Sul fondo emerge una questione più ampia, che riguarda la natura stessa della dirigenza medica. Nel diritto interno, essa è caratterizzata da una forte componente fiduciaria e da un orientamento ai risultati, con un’organizzazione del lavoro flessibile e non rigidamente ancorata a schemi orari. Tuttavia, questa impostazione non coincide automaticamente con la nozione di “dirigente” rilevante nel diritto europeo, che richiede un’autonomia piena e generalizzata nella determinazione dell’orario. I dirigenti medici, pur godendo di margini di discrezionalità, operano infatti all’interno di strutture organizzative complesse, con vincoli di presenza, turnazione e continuità del servizio che limitano significativamente la loro autonomia.

La conseguenza è che non può ritenersi automaticamente applicabile la deroga prevista per i dirigenti dalla direttiva, né può essere giustificata un’esclusione generalizzata dai limiti di orario. L’esperienza normativa italiana tra il 2008 e il 2015 appare, sotto questo profilo, difficilmente compatibile con il diritto dell’Unione, proprio perché ha demandato alla contrattazione collettiva e all’organizzazione aziendale la definizione di aspetti che, invece, dovrebbero essere garantiti a livello minimo e inderogabile.

In definitiva, l’ordinanza della Cassazione segnala l’esigenza di un ripensamento complessivo dell’approccio adottato finora. Il nodo centrale non è soltanto quello della responsabilità dello Stato, ma quello della effettività dei diritti riconosciuti ai lavoratori.

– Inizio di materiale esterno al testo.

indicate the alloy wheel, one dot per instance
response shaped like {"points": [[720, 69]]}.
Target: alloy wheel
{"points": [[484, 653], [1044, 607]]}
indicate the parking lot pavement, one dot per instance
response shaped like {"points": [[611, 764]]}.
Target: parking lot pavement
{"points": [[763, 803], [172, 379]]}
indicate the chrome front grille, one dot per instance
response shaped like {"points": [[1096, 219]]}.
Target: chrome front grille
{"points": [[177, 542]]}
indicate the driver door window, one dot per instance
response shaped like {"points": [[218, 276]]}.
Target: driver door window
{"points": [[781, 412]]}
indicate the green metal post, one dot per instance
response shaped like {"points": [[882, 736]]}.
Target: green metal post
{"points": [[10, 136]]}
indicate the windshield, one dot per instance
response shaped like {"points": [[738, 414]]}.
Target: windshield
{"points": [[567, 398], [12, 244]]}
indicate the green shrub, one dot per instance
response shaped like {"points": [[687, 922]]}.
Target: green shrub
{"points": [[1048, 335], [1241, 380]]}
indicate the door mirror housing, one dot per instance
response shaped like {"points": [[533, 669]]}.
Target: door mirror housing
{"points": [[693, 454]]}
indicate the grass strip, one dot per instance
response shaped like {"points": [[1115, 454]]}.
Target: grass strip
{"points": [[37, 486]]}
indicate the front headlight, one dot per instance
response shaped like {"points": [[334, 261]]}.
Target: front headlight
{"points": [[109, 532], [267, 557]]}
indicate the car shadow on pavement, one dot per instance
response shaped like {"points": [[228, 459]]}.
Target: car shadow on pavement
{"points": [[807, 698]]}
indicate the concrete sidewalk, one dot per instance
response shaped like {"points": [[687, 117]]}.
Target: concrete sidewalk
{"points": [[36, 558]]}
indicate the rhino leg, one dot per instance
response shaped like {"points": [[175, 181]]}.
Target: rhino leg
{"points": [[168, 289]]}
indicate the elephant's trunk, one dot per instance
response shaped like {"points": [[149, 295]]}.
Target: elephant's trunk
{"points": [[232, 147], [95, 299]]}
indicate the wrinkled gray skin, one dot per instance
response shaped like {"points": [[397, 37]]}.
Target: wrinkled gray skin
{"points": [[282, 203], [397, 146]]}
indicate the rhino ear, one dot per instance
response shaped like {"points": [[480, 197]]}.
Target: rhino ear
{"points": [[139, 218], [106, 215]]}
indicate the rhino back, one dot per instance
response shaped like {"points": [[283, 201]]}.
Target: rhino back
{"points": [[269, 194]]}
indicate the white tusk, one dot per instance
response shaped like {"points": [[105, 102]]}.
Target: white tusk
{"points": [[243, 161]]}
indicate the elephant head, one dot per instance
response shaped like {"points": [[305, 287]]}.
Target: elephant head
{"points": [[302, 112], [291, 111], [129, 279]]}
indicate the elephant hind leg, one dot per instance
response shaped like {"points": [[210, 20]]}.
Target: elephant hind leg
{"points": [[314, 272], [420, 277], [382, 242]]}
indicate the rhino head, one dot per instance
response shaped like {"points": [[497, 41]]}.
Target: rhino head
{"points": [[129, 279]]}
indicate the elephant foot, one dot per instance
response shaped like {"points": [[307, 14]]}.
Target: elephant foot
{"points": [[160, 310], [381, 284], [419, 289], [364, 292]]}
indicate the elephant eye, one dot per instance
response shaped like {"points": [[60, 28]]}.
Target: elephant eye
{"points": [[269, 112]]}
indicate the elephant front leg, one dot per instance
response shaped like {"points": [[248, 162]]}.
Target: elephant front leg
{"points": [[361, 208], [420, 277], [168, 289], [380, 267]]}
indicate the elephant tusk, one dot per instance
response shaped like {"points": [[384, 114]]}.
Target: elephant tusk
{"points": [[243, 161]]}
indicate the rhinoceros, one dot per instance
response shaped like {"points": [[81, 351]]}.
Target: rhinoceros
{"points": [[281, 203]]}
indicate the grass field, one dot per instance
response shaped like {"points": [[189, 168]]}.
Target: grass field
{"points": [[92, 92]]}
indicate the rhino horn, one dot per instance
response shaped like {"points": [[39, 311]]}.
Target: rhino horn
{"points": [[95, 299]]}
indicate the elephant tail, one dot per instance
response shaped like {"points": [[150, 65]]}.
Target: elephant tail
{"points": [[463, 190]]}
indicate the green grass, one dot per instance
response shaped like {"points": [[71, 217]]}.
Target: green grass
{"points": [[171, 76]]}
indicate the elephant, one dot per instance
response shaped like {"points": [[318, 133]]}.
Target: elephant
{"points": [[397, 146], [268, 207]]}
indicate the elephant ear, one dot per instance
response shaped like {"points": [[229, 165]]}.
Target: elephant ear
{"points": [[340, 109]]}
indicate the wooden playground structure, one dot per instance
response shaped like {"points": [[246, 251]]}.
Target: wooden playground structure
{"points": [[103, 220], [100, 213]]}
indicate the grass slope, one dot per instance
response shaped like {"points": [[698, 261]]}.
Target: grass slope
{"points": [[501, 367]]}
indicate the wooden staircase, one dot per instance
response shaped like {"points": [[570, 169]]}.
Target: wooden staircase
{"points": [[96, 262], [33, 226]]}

Se i limiti di orario e i periodi di riposo sono concepiti come strumenti di tutela della salute, essi non possono essere subordinati a logiche organizzative o a dinamiche incentivanti che spingono verso il loro superamento.

La vicenda dei dirigenti medici dimostra, in modo emblematico, come il diritto del lavoro pubblico sia chiamato a confrontarsi con modelli organizzativi sempre più orientati alla performance, ma al tempo stesso vincolati da standard sovranazionali che non possono essere compressi. Il rischio, altrimenti, è quello di trasformare l’autonomia professionale in un fattore di esposizione a carichi di lavoro eccessivi, scaricando sul singolo le conseguenze di scelte normative e organizzative che dovrebbero invece essere valutate e corrette a livello sistemico.